GM sees EV’s achieving profitability by Q4, no plans to scale back in China
Opening remarks from CEO Mary Barra at the General Motors Investor Day on Tuesday briefly launched shares higher as the company’s chief executive expects its electric vehicle division to achieve profitability in Q4 of this year and added that GM (NYSE:GM) is on track to produce and wholesale approximately 200K GM (GM) branded EVs including the Cadillac Vistiq, along with eight new or redesigned ICE SUVs in North America.
Barra added that GM will share FY25 guidance in January but expects the company’s performance will be similar to the range established in 2024.
To accommodate a billion dollar contract with the United Auto Workers union that swelled labor costs, GM President Mark Reuss is looking for cost savings in the company’s marketing spend with expectations for $2B in fixed cost reductions, while also keeping down the cost of incentives. “Our incentive spending as a percentage of ATP is among the lowest of all OEMs at 4.5%,” Reuss added.
Battery technology to increase the production efficiencies of GM is being enhanced with the development of a battery cell center at the company’s global tech center in Warren, Michigan. “Because we can build our own cells, we have the potential to integrate new cell technology into full-size cells without relying on outside suppliers,” said VP of Batteries, Kurt Kelty, a former Tesla (TSLA) executive hired this year in a newly created role to help GM (GM) make EVs more affordable with the use of high-quality, cost-effective EV batteries.
The final presentation at the Investor Day was CFO Paul Jacobson who expanded on the financial future of its battery technology and the EV business. Jacobson expects battery improvements to drive approximately 50% of EV variable profit and EV EBIT to improve by approximately 55 points year-over-year by the end of this year, which turned out to be an important year for GM in terms of EV volume ramp.
“We remain committed to not over producing, to simply hit a near-term profitability metric. We are focused on creating sustainable value for the long run,” Jacobson said.

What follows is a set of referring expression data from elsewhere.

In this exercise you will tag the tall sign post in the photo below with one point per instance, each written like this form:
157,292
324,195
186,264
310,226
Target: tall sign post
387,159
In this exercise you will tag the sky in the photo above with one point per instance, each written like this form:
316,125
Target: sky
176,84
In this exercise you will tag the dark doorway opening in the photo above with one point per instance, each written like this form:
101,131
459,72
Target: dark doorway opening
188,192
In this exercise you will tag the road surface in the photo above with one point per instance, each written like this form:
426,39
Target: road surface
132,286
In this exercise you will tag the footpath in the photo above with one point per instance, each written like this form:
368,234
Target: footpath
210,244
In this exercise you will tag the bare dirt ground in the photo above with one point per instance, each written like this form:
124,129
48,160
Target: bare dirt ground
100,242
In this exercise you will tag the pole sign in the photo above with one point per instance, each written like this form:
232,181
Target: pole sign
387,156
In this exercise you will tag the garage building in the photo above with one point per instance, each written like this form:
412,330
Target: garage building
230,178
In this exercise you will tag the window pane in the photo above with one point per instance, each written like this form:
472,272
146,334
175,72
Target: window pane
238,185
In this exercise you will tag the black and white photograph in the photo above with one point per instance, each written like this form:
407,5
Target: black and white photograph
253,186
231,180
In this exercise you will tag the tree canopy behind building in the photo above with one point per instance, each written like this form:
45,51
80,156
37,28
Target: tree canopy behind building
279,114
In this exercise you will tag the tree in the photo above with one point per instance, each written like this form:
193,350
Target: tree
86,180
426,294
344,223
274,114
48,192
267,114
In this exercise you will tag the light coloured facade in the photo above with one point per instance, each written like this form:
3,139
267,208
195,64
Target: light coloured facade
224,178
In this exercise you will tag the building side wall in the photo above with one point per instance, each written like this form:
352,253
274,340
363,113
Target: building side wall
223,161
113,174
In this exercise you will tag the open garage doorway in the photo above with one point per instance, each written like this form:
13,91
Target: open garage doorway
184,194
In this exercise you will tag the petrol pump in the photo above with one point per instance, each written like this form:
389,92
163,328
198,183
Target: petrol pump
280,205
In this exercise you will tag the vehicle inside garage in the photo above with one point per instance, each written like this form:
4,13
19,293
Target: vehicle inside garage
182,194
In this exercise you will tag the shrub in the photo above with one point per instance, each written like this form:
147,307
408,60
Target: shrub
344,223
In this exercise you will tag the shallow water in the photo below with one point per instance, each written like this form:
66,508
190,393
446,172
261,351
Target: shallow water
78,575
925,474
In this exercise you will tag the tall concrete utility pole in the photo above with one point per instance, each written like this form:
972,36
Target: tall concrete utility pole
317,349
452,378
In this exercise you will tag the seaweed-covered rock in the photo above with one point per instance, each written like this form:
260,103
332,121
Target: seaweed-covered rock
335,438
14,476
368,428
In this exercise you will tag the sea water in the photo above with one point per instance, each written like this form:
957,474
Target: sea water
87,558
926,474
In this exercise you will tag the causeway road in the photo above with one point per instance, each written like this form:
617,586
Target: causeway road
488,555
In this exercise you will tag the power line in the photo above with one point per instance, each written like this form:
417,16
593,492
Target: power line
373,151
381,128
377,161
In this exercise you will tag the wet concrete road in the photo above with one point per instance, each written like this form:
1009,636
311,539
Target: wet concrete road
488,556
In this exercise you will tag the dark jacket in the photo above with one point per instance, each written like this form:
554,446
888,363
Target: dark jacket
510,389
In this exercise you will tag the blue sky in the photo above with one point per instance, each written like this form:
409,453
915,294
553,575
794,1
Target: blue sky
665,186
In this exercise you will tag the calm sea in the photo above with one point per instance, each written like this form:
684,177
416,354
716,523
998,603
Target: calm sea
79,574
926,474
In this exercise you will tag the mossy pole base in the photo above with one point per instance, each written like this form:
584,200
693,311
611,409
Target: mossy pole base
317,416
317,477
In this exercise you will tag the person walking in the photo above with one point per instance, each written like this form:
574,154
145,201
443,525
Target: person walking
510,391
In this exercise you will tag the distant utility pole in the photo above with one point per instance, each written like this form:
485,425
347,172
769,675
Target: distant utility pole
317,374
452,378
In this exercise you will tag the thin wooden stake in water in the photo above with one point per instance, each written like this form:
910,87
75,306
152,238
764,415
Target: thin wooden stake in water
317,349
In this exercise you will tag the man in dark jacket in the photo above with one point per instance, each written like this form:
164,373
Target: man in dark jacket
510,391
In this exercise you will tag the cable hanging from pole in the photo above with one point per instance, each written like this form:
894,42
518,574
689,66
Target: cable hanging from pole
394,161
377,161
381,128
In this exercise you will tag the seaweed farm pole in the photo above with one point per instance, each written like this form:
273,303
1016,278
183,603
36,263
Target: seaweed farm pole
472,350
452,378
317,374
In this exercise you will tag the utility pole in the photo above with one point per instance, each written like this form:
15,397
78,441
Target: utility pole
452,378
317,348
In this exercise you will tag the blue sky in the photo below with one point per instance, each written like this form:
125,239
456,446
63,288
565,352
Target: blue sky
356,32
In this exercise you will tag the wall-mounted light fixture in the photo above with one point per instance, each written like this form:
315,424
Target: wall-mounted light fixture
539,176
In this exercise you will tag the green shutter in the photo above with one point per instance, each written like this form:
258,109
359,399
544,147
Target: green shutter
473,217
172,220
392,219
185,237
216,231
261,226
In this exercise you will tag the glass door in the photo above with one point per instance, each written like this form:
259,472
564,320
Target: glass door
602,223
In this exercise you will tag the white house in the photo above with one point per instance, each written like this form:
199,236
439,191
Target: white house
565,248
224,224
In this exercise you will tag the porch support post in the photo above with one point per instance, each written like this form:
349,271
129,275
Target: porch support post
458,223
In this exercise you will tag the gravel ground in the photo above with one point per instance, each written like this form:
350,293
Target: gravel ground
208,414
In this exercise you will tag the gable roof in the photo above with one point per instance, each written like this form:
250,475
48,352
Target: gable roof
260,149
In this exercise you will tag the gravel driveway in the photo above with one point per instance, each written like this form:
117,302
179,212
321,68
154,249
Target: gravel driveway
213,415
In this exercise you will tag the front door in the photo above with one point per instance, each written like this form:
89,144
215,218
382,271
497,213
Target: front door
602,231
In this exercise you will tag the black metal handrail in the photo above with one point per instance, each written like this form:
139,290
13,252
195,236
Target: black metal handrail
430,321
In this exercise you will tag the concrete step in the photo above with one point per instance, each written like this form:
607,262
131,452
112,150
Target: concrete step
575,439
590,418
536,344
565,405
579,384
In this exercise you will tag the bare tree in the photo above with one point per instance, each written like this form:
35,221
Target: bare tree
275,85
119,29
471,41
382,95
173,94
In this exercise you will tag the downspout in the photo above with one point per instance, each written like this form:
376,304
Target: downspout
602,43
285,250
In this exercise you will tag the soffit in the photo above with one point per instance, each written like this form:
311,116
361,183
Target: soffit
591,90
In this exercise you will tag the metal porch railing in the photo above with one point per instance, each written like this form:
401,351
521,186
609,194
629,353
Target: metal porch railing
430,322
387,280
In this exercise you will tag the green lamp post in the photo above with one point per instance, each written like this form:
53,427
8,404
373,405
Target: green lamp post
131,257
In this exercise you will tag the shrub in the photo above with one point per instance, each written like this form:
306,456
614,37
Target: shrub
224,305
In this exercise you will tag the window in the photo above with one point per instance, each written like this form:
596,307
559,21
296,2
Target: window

But with all the focus on EVs and the development of hybrids and alternative fuel vehicles, the ICE business remains“a fundamental business pillar for ongoing earnings growth,” Jacobson said, expecting the ICE industry to have a “long tail” and will continue to be a significant part of GM’s future.
Although the company won’t provide 2025 guidance for another 3 months, Jacobson sees 2025 EBIT in a similar range to 2024, U.S. new car sales (including EVs) to be in the low 16M range in 2025, and a $2B to $4B EBIT profitability tailwind in 2025. Meanwhile, GM (GM) also expects to return just under $1B to shareholders by early 2025.
During the Q&A, GM executives answered questions on the outlook in China, where the company has struggled to gain traction against cheaper Chinese offerings. While Barra insists the company will remain there despite pulling out of other challenging markets in India, Australia, Thailand, and New Zealand, she maintains there is still a healthy market for GM vehicles in the country, and downplayed calls to scale back operations, instead promoting the opportunities between GM (GM) and its joint-venture partner SAIC.